Once Hikit is dispatched, the report continued, it is a sure indication for organizations that attackers have held long term access to their network – and intend to maintain their foothold.

Andre Ludwig, senior technical director at Novetta, told in a Tuesday interview that Hikit is often used for reconnaissance that verifies whether attackers' previous findings “are still relevant.”

“[Hikit] has technical capabilities that are rather sophisticated, but the telling part of seeing Hikit on the network, is that it has been employed where the attacker has tremendous [access], such admin credentials, other user account credentials, and multiple other types of malware deployed within the network,” Ludwig said.

“This would suggest that they are very comfortable in that environment and are masters of their domain, so to speak,” he added later.

Ludwig noted that the coalition (which includes major players like Microsoft, Cisco, FireEye, Symantec and iSIGHT Partners) uncovered a new malware family, called “Zox,” through its remediation efforts.
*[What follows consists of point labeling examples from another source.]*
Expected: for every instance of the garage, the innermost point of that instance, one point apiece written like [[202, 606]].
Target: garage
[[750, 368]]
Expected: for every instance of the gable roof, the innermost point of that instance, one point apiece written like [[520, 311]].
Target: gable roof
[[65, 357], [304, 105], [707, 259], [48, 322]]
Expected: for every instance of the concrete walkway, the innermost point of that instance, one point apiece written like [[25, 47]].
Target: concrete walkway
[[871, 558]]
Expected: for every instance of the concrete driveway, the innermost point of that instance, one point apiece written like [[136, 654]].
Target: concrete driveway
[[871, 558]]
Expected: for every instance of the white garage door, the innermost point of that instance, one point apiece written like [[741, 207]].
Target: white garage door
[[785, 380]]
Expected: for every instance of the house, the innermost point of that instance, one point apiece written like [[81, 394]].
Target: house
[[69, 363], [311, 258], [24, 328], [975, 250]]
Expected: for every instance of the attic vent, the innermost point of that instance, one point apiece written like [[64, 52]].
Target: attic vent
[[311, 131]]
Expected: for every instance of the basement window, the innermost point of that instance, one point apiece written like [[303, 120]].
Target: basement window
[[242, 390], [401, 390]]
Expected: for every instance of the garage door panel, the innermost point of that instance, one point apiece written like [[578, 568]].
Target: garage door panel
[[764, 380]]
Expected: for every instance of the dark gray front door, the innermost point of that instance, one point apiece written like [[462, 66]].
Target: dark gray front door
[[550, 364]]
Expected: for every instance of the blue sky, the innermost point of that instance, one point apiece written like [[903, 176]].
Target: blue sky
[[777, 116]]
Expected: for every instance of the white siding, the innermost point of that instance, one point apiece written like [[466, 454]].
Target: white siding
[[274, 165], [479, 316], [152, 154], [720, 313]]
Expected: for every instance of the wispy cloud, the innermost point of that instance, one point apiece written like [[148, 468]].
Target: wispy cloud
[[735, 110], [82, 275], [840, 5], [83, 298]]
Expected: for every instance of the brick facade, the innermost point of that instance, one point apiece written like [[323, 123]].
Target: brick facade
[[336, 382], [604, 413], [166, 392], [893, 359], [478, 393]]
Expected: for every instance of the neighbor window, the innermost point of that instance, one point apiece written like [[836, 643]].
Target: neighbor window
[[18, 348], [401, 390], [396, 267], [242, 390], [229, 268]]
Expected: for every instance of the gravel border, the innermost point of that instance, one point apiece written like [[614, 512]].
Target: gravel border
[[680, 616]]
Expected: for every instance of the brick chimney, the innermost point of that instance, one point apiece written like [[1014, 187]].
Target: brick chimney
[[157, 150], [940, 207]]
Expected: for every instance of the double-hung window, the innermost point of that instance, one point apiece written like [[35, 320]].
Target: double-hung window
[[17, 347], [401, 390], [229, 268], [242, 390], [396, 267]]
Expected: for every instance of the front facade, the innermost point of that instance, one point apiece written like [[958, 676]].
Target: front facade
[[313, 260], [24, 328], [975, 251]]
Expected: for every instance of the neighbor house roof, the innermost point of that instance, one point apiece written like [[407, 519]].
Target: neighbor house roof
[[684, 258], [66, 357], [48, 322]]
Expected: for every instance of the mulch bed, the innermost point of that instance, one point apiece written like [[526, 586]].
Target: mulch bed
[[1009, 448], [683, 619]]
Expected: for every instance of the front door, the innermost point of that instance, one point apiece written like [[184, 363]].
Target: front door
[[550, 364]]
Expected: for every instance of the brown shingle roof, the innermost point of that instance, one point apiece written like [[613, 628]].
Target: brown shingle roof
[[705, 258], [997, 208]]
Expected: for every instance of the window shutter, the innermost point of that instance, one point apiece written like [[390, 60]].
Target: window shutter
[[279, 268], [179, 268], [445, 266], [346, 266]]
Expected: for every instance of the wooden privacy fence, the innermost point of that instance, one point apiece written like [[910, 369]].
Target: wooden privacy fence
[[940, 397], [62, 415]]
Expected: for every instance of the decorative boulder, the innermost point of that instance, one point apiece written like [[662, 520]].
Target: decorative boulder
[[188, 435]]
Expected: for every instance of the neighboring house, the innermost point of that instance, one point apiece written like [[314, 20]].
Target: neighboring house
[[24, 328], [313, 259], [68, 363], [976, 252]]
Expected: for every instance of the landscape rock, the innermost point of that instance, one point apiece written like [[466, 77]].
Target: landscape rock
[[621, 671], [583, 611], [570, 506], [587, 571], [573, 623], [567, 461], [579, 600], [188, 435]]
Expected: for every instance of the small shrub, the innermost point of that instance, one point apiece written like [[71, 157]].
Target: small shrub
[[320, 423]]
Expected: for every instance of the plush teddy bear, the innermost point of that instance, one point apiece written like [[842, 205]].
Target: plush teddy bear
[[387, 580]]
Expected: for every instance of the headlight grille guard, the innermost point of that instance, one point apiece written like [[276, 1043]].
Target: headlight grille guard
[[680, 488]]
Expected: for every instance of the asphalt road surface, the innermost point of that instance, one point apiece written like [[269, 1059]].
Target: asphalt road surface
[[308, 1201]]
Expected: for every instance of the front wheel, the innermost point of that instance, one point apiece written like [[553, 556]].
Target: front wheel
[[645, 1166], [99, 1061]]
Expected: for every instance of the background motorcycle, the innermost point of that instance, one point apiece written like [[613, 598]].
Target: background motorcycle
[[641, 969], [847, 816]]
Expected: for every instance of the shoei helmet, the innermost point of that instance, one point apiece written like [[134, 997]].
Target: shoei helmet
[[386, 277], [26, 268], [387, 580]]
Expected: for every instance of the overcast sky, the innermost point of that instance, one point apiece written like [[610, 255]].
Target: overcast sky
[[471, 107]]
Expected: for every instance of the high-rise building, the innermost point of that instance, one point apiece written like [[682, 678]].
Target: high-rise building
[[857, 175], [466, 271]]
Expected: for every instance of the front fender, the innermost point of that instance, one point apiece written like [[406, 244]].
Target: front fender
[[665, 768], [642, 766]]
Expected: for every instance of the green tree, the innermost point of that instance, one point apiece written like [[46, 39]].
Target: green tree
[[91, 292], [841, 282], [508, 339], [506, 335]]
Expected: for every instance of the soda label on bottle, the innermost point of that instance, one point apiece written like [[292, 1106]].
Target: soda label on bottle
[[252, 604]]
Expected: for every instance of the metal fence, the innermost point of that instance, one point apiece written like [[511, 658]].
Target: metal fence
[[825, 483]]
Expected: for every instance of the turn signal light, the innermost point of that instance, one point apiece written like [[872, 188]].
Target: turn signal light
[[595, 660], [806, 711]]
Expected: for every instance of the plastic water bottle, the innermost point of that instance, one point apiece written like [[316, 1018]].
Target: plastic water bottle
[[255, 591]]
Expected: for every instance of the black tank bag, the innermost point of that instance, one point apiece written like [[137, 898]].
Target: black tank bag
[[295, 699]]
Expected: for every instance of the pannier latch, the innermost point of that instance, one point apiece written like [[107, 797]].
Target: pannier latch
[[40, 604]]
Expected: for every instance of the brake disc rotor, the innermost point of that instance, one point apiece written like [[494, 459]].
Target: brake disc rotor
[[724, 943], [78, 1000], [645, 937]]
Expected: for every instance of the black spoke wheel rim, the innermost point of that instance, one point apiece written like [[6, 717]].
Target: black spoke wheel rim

Other noteworthy findings in the report were that tactics, techniques and procedures (TTPs) used by Axiom were used in other high-profile attacks, like Operation Deputy Dog, Operation Ephemeral Hydra and Operation Snowman. In all of those campaigns, attackers used watering hole attacks (where trusted or legitimate websites frequented by targets are compromised) as an infection vector.

The VOHO campaign, uncovered in 2012 by RSA, was also noted in the paper as exhibiting similar TTPs. In that campaign, watering hole attacks resulted in around 32,000 individual hosts worldwide visiting attack sites.

In his interview with, Ludwig advised organizations to employ Microsoft's freely available Malicious Software Removal Tool (MSRT), which detects Hikit and a number of other tools used by Axiom. Furthermore, entities should be vigilant in keeping their machines patched, as well as AV signatures updated, he added.

In the report, companies collaborated to publish Yara signatures and Malware hashes linked to Axiom's malicious toolset.